بسم الله الرحمن الرحيم

DINUL ISLAM HARUS DIAMALKAN SECARA KAFFAH(2)

BENTUK PENGAMALAN SYARIAT ISLAM YANG TIDAK KAAFFAH

Bentuk pengamalan Syariat Islam yang tidak Kaaffah dapat terlihat dan tampak jelas dalam negara umat Islam termasuk Indonesia, yang diperintah oleh Kaum Sekuler. Mereka (kaum Sekuler) yang memerintah dan menguasai negara umat Islam ini hanya bersedia mengizinkan berlakunya Syariat Islam secara sepotong-sepotong dan menolak keras memberlakukan Islam secara Kaaffah. Biasanya Syariat yang mereka izinkan untuk diamalkan adalah Syariat yang berhubungan dengan urusan pribadi dan sedikit keluarga, seperti shalat, zakat, puasa, nikah, talak, rujuk, kematian, ibadah haji dan lain-lain. Yang urusannya diserahkan kepada satu departemen yaitu Departemen Agama. Jadi ini berarti Islam hanya dikurung dalam sangkar Departemen Agama saja.
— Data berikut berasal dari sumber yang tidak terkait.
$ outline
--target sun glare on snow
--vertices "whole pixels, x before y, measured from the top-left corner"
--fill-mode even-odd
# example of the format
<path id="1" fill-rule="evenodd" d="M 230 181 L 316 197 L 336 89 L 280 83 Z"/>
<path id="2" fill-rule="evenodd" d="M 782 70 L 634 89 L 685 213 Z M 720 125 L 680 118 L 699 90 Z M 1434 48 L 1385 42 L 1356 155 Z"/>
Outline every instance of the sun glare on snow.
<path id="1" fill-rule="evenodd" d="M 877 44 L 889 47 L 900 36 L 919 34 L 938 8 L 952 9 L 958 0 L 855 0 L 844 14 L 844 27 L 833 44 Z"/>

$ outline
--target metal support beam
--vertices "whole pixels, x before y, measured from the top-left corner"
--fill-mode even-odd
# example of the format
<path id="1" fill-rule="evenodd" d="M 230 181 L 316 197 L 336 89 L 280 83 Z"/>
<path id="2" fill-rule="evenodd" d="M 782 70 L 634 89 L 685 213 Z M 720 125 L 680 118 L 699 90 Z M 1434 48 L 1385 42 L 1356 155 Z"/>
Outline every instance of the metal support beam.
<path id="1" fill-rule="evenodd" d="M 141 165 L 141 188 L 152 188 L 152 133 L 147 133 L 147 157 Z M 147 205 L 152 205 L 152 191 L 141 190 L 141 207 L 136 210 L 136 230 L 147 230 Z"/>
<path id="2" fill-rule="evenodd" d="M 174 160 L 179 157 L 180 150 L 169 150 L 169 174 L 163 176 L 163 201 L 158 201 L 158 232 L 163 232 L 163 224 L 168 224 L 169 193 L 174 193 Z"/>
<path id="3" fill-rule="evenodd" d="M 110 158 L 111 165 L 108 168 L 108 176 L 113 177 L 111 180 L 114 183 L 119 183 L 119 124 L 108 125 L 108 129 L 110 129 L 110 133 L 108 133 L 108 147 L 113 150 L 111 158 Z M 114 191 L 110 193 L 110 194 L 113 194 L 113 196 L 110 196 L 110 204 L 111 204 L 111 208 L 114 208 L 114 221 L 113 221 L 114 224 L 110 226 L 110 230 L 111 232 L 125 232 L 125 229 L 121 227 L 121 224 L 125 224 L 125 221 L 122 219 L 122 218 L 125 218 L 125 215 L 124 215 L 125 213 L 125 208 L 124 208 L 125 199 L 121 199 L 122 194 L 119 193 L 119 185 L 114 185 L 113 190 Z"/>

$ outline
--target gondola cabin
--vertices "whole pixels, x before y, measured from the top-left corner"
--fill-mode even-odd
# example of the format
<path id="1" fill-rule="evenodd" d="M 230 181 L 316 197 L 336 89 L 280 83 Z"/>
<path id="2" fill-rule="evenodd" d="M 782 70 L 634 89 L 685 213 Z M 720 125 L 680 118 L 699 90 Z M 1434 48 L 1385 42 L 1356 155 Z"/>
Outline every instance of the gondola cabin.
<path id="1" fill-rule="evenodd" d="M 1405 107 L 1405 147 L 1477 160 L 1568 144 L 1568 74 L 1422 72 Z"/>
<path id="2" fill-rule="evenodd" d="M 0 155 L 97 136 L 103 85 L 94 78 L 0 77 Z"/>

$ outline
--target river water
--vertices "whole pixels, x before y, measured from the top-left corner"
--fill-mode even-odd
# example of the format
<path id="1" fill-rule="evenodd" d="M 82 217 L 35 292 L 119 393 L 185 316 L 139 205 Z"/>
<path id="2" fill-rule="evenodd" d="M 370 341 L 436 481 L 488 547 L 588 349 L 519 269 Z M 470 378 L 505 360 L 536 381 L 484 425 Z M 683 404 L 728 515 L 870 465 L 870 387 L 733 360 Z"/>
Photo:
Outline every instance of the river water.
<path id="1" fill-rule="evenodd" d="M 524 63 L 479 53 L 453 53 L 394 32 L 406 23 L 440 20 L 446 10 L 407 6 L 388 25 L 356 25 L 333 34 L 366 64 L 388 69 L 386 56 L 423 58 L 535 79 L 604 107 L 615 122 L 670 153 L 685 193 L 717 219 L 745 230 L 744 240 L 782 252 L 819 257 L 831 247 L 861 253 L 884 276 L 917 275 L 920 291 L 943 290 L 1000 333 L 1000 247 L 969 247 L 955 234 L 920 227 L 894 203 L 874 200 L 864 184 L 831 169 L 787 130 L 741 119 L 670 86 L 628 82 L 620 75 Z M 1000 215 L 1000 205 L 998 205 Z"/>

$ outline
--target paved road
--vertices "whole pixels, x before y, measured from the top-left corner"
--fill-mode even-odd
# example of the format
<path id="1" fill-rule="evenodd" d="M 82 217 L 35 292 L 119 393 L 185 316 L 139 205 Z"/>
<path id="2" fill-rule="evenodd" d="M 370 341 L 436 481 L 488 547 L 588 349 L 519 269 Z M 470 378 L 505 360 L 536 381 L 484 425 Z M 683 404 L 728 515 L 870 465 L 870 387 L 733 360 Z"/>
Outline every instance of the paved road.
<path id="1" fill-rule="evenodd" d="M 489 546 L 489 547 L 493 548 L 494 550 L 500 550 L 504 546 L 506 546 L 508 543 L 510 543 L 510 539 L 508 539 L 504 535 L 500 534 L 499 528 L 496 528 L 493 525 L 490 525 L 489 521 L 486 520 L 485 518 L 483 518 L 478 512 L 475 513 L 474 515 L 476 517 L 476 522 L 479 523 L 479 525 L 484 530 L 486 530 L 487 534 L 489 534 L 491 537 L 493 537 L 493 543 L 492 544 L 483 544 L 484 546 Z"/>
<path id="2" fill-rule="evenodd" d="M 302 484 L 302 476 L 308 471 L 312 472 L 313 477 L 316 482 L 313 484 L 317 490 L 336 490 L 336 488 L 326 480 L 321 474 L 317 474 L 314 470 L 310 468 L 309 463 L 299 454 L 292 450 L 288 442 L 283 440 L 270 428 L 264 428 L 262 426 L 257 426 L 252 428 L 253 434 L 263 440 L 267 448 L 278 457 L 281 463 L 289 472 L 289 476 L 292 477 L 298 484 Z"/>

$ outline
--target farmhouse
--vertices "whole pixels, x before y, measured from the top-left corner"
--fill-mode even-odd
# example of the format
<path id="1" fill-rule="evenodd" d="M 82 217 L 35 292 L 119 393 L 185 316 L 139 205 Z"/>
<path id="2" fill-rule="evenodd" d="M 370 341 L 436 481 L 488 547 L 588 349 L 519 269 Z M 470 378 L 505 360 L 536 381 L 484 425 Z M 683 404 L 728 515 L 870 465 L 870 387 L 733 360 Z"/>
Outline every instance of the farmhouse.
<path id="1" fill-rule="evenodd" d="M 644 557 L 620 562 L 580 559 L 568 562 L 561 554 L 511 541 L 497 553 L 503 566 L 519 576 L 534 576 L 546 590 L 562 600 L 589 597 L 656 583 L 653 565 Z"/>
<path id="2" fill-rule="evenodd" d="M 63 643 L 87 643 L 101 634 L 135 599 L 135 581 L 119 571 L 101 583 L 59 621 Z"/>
Itupun pengamalannya tidak mereka perhatikan bahkan kadang-kadang mereka persulit.
 
Dan mereka menolak pelaksanaan hukum kemasyarakatan, hukum Hudud, Qishas dan lain-lain, mereka kaum Sekuler menolak keras usaha menjadikan Al Quran dan Sunnah sebagai dasar dan asas negara, serta sebagai sumber hukum negara, sebaliknya untuk keperluan ini mereka susun falsafah-falsafah berdasarkan fikiran, misalnya falsafah panca sila, bahkan kadang-kadang tidak segan-segan meniru falsafah ideologi dan hukum-hukum yang disusun oleh orang-orang Kafir, terutama dari Barat yang mereka anggap negara maju.

Akibatnya, rakyatnya terutama umat Islam ditimpa kehinaan, kemunduran, perpecahan, ketakutan, kebodohan, kekacauan dan lain-lain musibah seperti yang terjadi di Indonesia yang sama-sama kita saksikan. Maka nasib umat Islam hanya akan berjaya seperti pendahulunya apabila mereka giat berjuang dengan sungguh-sungguh dan bersedia berkorban dengan harta dan nyawa demi agar Syariat Islam dapat diamalkan secara Kaaffah di negaranya. Perjuangan dalam persoalan ini harga mati tidak boleh ada kompromi dengan orang-orang Kafir dan kaum Sekuler yang menentangnya dengan alasan apapun.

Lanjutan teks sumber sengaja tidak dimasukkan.